L’interview s’est ouvert sur la question très actuelle de l’augmentation du prix des carburants en France. Face à cette hausse, le gouvernement avait réagi en annonçant la mise en place d’un chèque énergie pour les individus percevant moins de 900 euros par mois, ainsi qu’un bonus de 100 euros pour les foyers les plus précaires. Pour Sandrine Rousseau ce n’est pas suffisant. Ayant un discours différent des autres figures politiques, elle affirme que « le prix du carburant continuera à augmenter, qu’on le veuille ou non » ce qui soulève la nécessité d’un « accompagnement des populations les plus vulnérables à moyen et long-terme ». La question de l’indépendance nationale concernant les énergies a aussi été soulevée par la militante écologique, soulignant l’importance «d’une véritable politique d’indépendance des énergies fossiles pour que les foyers les plus vulnérables n’aient pas à subir ces hausses » et pour « ne pas donner trop de pouvoir à Poutine » ironise-t-elle à la fin. Pour Sandrine Rousseau, la question de l’indépendance française et européenne concernant les énergies fossiles est intimement liée à l’écologie. La forte dépendance européenne vis-à-vis du gaz russe est d’autant plus soulignée par le projet du Nord Stream 2, qui devrait relier la Russie à l’Allemagne mais qui subit les soubresauts d’une situation géopolitique tendue. 

« Faire en sorte que les français et les françaises, que les européens soient indépendants énergétiquement signifie qu’il ne nous faut plus nous chauffer ni au gaz ni au charbon ni au pétrole, qu’il ne nous faut plus utiliser de voitures thermiques et qu’il faut transformer nos processus de production »

Pendant la primaire, on vous a souvent opposé à Yannick Jadot qui incarnerait une écologie “d’accompagnement, de rassemblement” tandis que vous assumez une écologie “radicale et sociale”. Vous n’aviez d’ailleurs pas le même point de vue que lui concernant la hausse du prix du carburant. Comment expliquer que face à l’urgence climatique, les français ne soient toujours pas prêts à élire un candidat se déclarant “radical” en matière d’écologie ? 

« J’ai l’impression qu’il y a quand même eu un enthousiasme que pour la première fois on puisse porter la radicalité. Ce mot de radicalité (…) renvoie à quelque chose de nouveau dans le paysage politique et je crois qu’il faut aussi interpréter le fait que j’arrive deuxième avec 49% à la fin comme un désir de radicalité ». Affirmant que la société française est « prête à entendre une transformation profonde de la société pour faire face aux défis environnementaux », Sandrine Rousseau souligne aussi le nombre inédit d’inscrit à la primaire, ce qui a permis des débats de fonds sur la façon dont doit se dérouler la transformation écologique. 

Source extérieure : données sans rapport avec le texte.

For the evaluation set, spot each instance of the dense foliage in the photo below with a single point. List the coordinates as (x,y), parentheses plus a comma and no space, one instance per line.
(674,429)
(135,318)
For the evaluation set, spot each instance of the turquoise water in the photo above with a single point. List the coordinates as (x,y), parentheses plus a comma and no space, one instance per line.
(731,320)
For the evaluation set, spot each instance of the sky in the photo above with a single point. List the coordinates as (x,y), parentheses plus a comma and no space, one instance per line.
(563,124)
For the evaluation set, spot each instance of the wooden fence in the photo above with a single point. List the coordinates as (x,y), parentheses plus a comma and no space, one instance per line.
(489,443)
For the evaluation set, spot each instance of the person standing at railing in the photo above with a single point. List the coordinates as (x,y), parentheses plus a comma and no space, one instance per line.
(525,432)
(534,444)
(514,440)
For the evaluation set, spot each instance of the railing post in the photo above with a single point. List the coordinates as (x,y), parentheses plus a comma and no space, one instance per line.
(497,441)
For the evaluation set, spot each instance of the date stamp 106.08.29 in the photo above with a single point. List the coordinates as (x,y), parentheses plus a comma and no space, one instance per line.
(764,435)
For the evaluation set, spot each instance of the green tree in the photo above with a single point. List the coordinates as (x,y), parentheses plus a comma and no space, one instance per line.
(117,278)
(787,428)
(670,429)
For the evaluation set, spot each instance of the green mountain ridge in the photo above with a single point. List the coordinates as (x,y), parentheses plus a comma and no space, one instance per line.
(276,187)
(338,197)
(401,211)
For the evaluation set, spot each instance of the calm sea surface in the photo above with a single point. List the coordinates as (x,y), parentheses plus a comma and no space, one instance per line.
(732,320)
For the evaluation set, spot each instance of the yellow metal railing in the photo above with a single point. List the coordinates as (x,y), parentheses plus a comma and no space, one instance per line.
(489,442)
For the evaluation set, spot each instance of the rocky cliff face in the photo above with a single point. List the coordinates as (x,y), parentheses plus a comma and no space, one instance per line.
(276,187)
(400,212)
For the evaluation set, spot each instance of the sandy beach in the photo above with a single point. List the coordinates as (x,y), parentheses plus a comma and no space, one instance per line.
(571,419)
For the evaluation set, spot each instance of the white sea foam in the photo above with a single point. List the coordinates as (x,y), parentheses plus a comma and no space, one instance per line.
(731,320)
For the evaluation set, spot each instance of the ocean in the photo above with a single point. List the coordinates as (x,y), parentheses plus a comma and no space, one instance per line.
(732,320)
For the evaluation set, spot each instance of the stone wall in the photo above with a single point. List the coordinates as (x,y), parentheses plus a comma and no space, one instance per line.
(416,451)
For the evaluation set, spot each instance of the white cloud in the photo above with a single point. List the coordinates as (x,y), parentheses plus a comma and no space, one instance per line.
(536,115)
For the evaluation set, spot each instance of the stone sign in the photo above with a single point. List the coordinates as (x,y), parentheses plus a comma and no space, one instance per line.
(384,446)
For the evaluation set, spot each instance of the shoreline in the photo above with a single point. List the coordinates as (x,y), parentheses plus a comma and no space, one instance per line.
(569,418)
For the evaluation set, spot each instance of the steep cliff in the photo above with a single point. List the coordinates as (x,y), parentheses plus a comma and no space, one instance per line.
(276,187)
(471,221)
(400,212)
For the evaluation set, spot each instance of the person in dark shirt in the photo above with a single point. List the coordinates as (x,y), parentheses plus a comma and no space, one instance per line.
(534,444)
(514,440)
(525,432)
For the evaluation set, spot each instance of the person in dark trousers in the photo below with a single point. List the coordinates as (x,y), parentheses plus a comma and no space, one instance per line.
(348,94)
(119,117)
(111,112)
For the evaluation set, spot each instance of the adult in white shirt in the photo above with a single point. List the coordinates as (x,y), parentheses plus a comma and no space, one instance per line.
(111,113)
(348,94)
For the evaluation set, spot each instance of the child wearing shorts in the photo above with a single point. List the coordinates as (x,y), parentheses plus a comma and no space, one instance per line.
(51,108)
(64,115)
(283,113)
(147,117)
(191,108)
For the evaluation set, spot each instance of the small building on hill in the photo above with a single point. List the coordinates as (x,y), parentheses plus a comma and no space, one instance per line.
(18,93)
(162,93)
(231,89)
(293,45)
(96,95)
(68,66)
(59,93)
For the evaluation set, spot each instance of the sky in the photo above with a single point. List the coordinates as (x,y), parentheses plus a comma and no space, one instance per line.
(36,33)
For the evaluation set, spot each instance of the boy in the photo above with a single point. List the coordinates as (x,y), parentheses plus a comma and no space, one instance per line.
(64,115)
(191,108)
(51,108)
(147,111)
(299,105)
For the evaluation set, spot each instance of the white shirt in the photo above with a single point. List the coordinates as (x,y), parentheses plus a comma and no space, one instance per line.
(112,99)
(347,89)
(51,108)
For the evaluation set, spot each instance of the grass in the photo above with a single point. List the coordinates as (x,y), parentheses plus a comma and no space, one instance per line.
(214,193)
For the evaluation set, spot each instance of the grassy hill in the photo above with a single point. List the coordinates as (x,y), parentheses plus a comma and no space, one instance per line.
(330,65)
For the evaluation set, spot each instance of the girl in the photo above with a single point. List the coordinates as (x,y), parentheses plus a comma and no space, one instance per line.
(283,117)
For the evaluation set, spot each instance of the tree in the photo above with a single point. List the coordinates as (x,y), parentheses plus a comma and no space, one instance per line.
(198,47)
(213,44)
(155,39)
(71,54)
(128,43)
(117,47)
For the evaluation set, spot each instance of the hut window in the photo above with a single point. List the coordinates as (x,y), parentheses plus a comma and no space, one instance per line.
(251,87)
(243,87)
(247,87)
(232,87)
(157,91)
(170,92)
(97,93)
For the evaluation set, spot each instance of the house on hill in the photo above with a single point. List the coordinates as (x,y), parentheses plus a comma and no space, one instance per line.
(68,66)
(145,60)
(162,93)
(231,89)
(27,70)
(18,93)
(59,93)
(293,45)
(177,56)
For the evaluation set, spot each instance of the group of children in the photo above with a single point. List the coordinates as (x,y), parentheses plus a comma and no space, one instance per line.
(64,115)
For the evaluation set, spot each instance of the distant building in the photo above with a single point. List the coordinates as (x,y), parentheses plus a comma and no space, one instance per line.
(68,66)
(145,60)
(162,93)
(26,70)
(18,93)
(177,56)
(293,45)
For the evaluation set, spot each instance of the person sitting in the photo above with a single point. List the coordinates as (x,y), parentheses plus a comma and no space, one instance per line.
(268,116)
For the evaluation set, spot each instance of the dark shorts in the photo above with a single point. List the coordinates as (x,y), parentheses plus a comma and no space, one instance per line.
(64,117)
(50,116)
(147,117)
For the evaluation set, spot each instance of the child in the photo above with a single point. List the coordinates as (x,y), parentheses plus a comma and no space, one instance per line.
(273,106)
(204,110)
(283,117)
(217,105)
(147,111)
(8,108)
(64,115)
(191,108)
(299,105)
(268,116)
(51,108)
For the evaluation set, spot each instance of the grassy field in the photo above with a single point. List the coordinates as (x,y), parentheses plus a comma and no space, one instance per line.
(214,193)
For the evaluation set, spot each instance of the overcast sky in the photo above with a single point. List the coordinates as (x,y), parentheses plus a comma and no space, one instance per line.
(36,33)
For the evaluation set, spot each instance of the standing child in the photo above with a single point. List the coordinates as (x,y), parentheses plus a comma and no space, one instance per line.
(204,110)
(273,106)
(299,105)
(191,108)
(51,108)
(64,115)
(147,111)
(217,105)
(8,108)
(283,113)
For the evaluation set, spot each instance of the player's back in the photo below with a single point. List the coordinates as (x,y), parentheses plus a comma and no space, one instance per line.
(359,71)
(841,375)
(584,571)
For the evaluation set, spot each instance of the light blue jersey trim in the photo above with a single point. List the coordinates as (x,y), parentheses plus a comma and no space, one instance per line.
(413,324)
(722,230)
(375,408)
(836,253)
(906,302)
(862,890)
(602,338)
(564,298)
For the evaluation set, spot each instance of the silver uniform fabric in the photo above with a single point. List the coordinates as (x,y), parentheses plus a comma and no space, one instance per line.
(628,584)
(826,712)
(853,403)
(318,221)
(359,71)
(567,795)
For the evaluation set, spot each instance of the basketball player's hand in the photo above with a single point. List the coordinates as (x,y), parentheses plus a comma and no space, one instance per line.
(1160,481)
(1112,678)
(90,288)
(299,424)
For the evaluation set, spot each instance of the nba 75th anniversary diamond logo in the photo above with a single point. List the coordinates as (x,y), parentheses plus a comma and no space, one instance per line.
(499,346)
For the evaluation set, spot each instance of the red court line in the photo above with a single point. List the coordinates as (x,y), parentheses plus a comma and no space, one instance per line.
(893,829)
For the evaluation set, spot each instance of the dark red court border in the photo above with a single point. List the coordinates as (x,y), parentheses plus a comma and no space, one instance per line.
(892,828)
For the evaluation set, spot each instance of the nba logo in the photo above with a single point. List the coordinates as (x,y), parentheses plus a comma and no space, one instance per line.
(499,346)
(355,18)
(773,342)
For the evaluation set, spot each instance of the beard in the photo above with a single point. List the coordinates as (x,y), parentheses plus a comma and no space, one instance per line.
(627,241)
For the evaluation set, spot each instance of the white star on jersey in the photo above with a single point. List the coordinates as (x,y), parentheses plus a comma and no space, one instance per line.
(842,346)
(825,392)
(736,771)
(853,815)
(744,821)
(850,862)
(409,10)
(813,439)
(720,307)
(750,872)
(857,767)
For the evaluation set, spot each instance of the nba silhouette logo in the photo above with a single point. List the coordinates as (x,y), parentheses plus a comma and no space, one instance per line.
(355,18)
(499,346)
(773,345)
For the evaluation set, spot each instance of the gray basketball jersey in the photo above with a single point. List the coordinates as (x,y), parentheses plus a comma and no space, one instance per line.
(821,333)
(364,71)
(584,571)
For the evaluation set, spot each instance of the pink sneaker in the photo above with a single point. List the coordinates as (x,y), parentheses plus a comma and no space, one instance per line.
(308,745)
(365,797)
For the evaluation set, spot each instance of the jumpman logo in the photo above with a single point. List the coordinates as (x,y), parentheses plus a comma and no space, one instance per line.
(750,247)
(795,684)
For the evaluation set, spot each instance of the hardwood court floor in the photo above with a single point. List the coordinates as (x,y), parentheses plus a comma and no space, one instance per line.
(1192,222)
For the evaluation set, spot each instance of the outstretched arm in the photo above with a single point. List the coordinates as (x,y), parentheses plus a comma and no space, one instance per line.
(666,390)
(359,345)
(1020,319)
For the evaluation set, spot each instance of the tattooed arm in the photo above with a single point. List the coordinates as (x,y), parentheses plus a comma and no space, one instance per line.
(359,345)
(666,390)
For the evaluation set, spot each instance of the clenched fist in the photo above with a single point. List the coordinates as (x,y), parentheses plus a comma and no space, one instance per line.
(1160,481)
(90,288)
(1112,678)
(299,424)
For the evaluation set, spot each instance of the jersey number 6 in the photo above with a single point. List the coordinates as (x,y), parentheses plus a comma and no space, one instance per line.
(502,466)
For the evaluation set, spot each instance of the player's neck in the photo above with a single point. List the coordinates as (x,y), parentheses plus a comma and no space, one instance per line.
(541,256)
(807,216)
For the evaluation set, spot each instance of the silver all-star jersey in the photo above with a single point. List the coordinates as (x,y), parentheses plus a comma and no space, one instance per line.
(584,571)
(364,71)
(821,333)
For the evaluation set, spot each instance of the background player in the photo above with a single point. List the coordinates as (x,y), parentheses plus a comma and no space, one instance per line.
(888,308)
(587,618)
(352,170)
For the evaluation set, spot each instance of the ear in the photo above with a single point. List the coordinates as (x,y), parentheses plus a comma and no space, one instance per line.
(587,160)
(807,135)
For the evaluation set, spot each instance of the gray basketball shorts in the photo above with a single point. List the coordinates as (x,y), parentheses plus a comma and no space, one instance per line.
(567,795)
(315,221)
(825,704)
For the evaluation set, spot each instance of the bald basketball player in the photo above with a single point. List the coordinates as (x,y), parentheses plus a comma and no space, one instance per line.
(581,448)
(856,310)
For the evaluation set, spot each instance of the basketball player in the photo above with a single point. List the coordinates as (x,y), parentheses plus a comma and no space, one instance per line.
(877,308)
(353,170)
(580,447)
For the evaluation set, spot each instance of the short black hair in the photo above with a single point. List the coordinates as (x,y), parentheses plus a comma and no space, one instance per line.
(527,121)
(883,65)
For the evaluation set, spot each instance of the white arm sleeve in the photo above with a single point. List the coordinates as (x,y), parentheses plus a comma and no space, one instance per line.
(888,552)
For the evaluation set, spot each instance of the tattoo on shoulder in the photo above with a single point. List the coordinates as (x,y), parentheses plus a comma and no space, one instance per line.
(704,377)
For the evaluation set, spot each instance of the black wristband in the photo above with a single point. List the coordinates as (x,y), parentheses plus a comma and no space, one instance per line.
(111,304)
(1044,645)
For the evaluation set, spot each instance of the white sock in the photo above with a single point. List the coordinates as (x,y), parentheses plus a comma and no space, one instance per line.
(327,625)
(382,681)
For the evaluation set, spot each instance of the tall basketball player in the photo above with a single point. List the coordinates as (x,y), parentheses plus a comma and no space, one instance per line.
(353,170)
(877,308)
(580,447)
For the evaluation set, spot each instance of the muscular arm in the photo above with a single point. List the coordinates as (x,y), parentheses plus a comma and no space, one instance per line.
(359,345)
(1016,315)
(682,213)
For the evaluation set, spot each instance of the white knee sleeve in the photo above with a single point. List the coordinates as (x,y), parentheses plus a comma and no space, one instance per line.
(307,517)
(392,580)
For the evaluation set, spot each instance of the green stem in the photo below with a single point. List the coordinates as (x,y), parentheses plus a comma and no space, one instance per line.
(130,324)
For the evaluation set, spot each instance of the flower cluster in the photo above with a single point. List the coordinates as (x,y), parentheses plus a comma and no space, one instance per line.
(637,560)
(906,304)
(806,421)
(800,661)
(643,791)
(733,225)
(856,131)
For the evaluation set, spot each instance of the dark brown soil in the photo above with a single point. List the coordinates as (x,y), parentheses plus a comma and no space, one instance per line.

Si la population française est prête à plus de radicalité, le gouvernement l’est beaucoup moins puisque le projet de révision prévoyant l’inscription de la protection de l’environnement dans la Constitution a été abandonné. Effectivement, en juin 2020, la Convention citoyenne pour le climat avait proposé de modifier l’article 1 de la Constitution en y ajoutant « la République garantit la préservation de la biodiversité, de l’environnement et lutte contre le dérèglement climatique ». Or, les chambres parlementaires n’ont pas trouvé d’accord sur la question du terme « garantir », jugé trop contraignant par les sénateurs, et le projet a été abandonné. 

Dans votre programme, vous proposez l’institution de droits pour la nature. Selon vous, est-ce que la modification de l’article 1 aurait été efficace dans un but de préservation de l’environnement ?  Aurait-il eu des effets contraignants ? 

« Il y a plusieurs niveaux de réponse. Le premier est que ce qu’a fait la Convention citoyenne pourrait presque être un programme commun à gauche. Mais je trouve qu’elle ne va pas assez loin parce qu’elle ne parle pas du prix du carbone et du nucléaire qui sont des sujets importants. Mais je suis prête à me dire que ce travail là, fait par des citoyens indépendamment des partis, est tout à fait un socle de mesure écologiste acceptable à gauche. Ça pourrait être notre plateforme commune (…) et même chez nous, chez les écologistes, on a un peu enterré cette affaire alors que les propositions qu’il y avait à l’intérieure étaient très intéressantes »

Sandrine Rousseau dénonce aussi la manière dont le projet de révision constitutionnelle a été abandonné et dont le gouvernement s’en est débarrassé en faisant reposer le refus de la réforme sur un organe extérieur au gouvernement.

« Ce qui s’est passé est, à mes yeux, ce qui est insupportable en politique. Pour ne pas accepter l’ensemble des mesures proposées par la Convention citoyenne, on a mis le projecteur sur une des mesures, qu’on a présenté comme emblématique et importante, et dont on savait que le Conseil Constitutionnel le refuserait. En fait, c’est une manière pour le politique de ne pas dire ce qui est fait, et ne pas dire qu’il ne veut pas de cette Convention citoyenne et de faire reposer cette décision sur un organe extérieur qui est le Conseil Constitutionnel. Et ça c’est vraiment ce que je déteste en politique » 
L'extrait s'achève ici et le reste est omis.